|I remember when I filed my first saw. I was making my portable workbench in preparation for a woodworking show in 2002. I milled all the wood by hand, and then cut it all by hand. It was the biggest all-hand tools project I had ever done. At some point I noticed my saws were really really dull, so I had to sharpen them. I had a rather flimsy saw vice (since then I have upgraded several times) and a copy of Tom Law's video - now on DVD. I got the files from work, and I went at it. |
I did a really crappy job - uneven teeth and everything - but the saws still cut better than they had ever had.
Flash forward to now. Until we are fully up to speed, a few of the lads and I take turns setting and sharpening our dovetail saws, doing a few at a time. It's a 19ppi saw and I can barely see the teeth. I can hammer set a saw in 8 minutes - I'll get faster with practice - and filing a new saw is pretty fast and easy.

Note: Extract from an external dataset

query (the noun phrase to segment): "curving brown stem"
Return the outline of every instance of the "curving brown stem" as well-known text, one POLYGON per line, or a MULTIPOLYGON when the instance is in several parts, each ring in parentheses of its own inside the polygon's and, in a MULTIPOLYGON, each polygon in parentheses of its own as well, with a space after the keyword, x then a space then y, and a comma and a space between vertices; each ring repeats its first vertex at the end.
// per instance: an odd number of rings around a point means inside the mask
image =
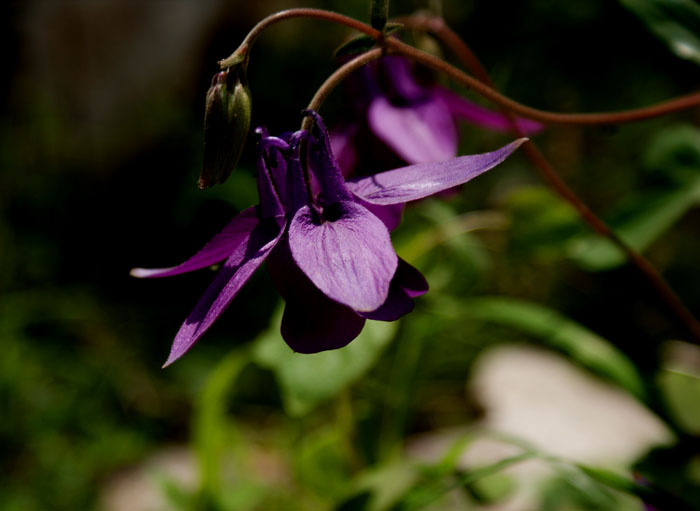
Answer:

I get asked all the time about saw sharpening services. Basically there aren't any in New York City for handsaws, so I always recommend getting a file and trying one's hand. It's tedious, but really satisfying to spend 20 minutes sharpening and then trying out the saw. Just a word of advice: when you first start out sharpening, don't look too closely at the teeth until AFTER you try sawing with the saw. Oh, and don't practice on a really fine, favorite backsaw first.
PS - The saw in the picture is the first saw I ever bought years ago. It's in my toolbox and with the move I have set up shop again and needed to touch up the saw.